Mais ceci dit, nous ne pouvons toujours pas être totalement complaisants. Nous avons atteint 50% de couverture vaccinale en Californie, mais le verre est-il à moitié plein ou vide ? Cela signifie que 50% des personnes n'ont toujours pas été vaccinées et risquent d'être infectées, contracter une maladie grave ou même mourir d'une infection. En ce moment aux États-Unis, environ 300 personnes meurent encore chaque jour, et la majorité de ces personnes n'ont pas été vaccinées.
Malheureusement, il subsiste des différences entre les groupes ethniques en termes de proportion de personnes vaccinées. Chez les Latinx et les Afro-Américains, le taux de vaccination est d'environ 30%, ce qui est bien inférieur à ce que l'on observe chez les blancs et les asiatiques, qui est proche de 50%. Nous avons vu beaucoup de disparités dans les impacts de la pandémie, et nous allons probablement continuer à voir ces disparités en raison de ces différences dans les fréquences de vaccination. Donc, nous devons vraiment faire un effort concerté pour cibler les populations qui restent sous-vaccinées.
Je voudrais revenir sur la question de la sous-vaccination, mais d'abord, pour les personnes entièrement vaccinées, combien de temps peut-on s'attendre à ce que les vaccins soient efficaces ? De la même manière, que savons-nous de leur efficacité contre les nouvelles variantes, comme la variante Delta ?
Pour les personnes entièrement vaccinées, l'immunité va être un peu longue durée. Nous ne savons pas vraiment avec certitude combien de temps durera l'immunité protectrice, car nous n'avons tout simplement pas encore eu d'expériences à long terme. Mais nous savons que les personnes qui ont déjà été infectées peuvent maintenir ce que nous appelons un niveau d'immunité protecteur pendant près d'un an. Et donc, si le vaccin fonctionne de la même manière, alors nous nous attendons à ce que l'immunité protectrice dure au moins aussi longtemps, et probablement encore plus longtemps. Mais, Je ne suis pas trop préoccupé par la durée de l'immunité protectrice, car cela peut être traité très rapidement avec un rappel.
Mais il y a environ 10% de personnes aux États-Unis, et aussi en Californie, qui, pour une raison ou une autre, ne reçoivent pas la deuxième dose du vaccin. Et c'est une préoccupation, car ces personnes sont effectivement toujours en danger, et leur immunité diminuera plus rapidement que les personnes qui reçoivent les deux doses. Une autre préoccupation est que si leur immunité est partielle ou incomplète, ils peuvent en fait servir de réservoir à partir duquel des virus résistants aux vaccins pourraient émerger. Et donc, c'est un groupe que nous devons également cibler pour nous assurer qu'ils reçoivent la deuxième dose.

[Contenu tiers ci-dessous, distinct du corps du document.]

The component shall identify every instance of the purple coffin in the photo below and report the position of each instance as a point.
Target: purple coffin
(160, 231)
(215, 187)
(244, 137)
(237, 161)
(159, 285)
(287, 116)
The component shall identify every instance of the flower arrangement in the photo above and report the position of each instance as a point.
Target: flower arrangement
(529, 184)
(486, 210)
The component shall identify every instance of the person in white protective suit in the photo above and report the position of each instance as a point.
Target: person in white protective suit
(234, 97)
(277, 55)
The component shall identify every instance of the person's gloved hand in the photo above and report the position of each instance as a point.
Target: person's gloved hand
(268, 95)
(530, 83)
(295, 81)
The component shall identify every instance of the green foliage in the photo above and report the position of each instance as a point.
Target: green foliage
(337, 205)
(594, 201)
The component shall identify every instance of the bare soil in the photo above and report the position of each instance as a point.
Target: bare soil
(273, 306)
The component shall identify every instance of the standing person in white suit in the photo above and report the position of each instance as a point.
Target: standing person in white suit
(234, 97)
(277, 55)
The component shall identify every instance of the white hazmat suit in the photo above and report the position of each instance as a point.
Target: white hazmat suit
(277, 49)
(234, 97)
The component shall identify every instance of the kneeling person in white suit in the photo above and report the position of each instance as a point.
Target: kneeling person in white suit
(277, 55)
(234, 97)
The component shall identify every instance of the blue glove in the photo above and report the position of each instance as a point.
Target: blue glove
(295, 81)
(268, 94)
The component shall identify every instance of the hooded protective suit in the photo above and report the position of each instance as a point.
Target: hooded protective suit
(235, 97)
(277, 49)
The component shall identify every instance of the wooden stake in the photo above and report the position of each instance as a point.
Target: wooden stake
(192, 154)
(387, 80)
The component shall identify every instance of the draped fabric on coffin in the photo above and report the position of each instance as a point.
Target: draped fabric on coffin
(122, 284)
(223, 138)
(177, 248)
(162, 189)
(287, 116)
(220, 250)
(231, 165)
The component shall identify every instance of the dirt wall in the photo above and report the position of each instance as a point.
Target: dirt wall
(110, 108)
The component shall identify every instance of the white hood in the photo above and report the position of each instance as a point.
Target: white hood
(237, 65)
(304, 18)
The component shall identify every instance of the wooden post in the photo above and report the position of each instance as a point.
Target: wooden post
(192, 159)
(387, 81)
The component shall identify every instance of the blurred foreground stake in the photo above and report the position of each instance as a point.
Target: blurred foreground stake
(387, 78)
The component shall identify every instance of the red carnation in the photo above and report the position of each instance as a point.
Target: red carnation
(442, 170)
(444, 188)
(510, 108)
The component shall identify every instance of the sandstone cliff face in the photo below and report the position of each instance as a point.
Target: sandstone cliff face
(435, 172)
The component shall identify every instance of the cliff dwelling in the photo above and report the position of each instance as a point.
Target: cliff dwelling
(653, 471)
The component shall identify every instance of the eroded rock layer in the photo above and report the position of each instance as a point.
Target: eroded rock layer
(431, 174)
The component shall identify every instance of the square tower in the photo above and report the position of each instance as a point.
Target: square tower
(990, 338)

Au regard de ces variantes qui émergent, il y a quelques études des endroits où ces variantes ont circulé, surtout le Royaume-Uni, que les deux vaccins à ARNm, Moderna et Pfizer, sont encore efficaces contre ces variantes. Peut-être un peu moins, mais toujours assez efficace. Le problème est, s'ils n'ont reçu qu'une seule dose de vaccin, puis l'efficacité contre, par exemple, la variante Delta, est considérablement moins, peut-être jusqu'à environ 30 %. Et donc, de nouveau, il est très dangereux de n'avoir qu'une seule dose de vaccin.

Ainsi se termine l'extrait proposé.